Friday, July 22, 2016

Fact-Checking the Torah -- Septuagint's bad grammar

Last week I only talked about the meanings of words. This week I have examples of how Septuagint misunderstands Hebrew grammar.
It frequently, if not always, gets wrong two important structures in Hebrew.
One is the construct state. The construct is a genitive phrase but not a possessive; it uses two nouns, one of which modifies the other. The usual translation is “X of Y”.
In one place, this results in Septuagint creating a person who doesn’t exist in Hebrew. In Genesis 26:26, Septuagint translates achuzat ohavaiv, “the group of his friends,” as “Ohozath his friend.” In fact, it doesn’t even say “friend,” it uses a word that the famous Liddell & Scott Intermediate Lexicon (“Middle Liddell”) translates as “bridegroom’s best friend,” and explains as a man who leads the bride to the groom’s house. (Rabbi Shelomo ben Yitschaq “Rashi”, the famous medieval commentator on Tannakh and Talmud, says that it is impossible for a king to have only one friend.)
What’s more, Septuagint goes back to Genesis 21:22 where the phrase achuzat ohavaiv doesn’t even appear, and sticks it in.
The other structure Septuagint doesn’t get is something I call “the duplicate conditional” in the lessons about it that I post on my Biblical Hebrew blog. If you know of an actual grammatical term for this, please tell us all in the comments.
The format of the duplicate conditional is two different forms of the same verb sequentially, first a form I call the aspectless verb, then the imperfect aspect.
The most important example of this structure is the phrase mot tamut which I discussed in the Gan Eden narrative.

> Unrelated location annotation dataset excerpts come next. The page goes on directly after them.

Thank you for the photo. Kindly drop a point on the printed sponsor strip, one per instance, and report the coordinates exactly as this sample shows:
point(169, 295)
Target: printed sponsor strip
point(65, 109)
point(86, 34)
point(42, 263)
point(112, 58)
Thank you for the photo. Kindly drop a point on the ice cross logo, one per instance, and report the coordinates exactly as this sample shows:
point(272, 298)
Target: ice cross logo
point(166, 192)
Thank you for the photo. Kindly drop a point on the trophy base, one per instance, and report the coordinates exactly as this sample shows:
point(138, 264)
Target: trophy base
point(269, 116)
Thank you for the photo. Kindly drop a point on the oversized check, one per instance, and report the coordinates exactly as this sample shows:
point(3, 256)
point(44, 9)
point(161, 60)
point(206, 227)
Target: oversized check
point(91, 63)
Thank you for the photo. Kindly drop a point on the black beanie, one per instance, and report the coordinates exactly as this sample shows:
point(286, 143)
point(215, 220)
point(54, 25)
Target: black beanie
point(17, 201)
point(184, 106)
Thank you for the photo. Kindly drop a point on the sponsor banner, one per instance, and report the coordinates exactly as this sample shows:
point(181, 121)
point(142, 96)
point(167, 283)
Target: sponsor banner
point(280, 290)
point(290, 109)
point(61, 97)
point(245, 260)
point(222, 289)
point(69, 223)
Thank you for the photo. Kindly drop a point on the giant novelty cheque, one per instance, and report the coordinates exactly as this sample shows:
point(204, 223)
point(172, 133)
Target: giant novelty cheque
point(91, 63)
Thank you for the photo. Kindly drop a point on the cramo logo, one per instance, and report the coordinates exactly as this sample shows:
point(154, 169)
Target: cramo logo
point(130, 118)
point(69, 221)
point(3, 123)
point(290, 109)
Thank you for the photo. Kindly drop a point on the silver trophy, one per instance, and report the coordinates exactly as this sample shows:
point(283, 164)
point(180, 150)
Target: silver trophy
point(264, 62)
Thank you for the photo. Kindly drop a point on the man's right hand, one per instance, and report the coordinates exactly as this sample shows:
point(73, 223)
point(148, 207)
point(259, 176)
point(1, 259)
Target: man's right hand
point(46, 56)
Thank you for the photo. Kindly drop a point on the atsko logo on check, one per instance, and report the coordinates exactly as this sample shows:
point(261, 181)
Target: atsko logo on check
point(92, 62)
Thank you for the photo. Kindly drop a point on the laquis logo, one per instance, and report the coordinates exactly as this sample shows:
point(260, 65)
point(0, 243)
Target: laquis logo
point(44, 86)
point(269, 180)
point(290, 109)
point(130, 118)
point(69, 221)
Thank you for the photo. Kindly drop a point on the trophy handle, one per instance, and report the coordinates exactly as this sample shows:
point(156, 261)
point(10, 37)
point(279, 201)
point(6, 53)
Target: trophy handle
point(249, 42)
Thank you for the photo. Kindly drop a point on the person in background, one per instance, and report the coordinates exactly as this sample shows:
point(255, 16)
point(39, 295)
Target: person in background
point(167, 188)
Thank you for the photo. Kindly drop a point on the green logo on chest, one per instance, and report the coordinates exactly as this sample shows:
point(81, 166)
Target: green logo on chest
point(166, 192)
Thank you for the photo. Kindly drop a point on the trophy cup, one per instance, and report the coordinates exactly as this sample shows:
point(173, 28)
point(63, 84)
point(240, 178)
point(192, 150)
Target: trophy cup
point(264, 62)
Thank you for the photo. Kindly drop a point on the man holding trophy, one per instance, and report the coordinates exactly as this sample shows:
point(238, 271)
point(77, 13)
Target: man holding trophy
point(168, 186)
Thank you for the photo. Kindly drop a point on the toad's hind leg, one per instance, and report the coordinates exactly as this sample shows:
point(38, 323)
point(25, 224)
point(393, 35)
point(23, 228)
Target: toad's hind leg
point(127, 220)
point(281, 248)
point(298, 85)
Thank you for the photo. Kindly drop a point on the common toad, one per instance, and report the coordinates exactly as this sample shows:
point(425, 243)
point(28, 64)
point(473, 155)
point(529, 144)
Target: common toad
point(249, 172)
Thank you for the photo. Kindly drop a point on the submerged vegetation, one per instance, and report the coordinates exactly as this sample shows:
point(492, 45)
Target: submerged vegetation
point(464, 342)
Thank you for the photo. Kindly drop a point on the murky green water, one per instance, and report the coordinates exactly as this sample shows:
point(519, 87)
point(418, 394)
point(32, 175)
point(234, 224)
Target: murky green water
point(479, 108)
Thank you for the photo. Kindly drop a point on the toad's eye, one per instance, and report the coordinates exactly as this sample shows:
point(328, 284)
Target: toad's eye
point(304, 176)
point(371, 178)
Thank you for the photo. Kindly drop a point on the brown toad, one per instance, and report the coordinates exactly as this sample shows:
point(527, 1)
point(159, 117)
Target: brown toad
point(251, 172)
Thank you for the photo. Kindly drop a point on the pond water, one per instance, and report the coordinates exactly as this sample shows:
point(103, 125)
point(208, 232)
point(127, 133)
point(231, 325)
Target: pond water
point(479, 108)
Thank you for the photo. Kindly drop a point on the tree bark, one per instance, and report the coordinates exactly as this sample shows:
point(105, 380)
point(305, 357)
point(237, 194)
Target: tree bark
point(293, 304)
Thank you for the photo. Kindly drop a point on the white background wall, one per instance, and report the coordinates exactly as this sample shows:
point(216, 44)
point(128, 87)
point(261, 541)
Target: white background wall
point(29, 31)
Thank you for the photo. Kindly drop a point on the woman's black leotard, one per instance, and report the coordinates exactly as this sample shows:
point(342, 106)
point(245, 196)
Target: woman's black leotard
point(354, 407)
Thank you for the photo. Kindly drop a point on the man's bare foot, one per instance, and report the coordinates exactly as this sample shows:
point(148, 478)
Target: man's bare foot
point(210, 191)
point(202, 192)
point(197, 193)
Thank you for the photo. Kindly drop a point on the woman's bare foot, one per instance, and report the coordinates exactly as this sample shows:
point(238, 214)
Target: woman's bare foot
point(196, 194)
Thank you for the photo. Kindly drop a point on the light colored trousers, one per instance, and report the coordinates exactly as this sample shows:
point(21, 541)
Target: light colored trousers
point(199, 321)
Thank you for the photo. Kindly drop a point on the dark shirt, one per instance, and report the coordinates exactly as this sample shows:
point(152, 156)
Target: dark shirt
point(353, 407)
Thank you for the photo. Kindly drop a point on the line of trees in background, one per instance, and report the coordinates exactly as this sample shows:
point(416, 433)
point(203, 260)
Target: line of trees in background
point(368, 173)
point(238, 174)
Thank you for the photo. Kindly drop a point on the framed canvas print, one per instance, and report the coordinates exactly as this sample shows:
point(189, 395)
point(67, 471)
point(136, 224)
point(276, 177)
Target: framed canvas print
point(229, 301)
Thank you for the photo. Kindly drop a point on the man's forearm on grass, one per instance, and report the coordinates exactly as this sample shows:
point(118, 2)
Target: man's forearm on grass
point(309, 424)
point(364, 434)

Its related phrase mot yumat always relates to capital punishment and carries the connotation of a requirement for due process. Never does the Septuagint phrase the translation to carry this connotation, and in only one case that I could find did it translate the phrase as “subject to death,” the closest approximation the translators could achieve.
If you have been studying Hebrew, as I have kept suggesting, by now you understand the construct state easily. You may be having more trouble with the duplicate conditional but my blog lessons should help.
The urban legend about the Septuagint has Ptolemy collecting 72 rabbis to do the translation. It has to be an urban legend because 23 centuries ago it was impossible that rabbis expert in Hebrew would produce these sort of mistakes. But it’s understandable if the translation was a political expedient carried out by non-Jews, because political expediency does not demand grammatical accuracy.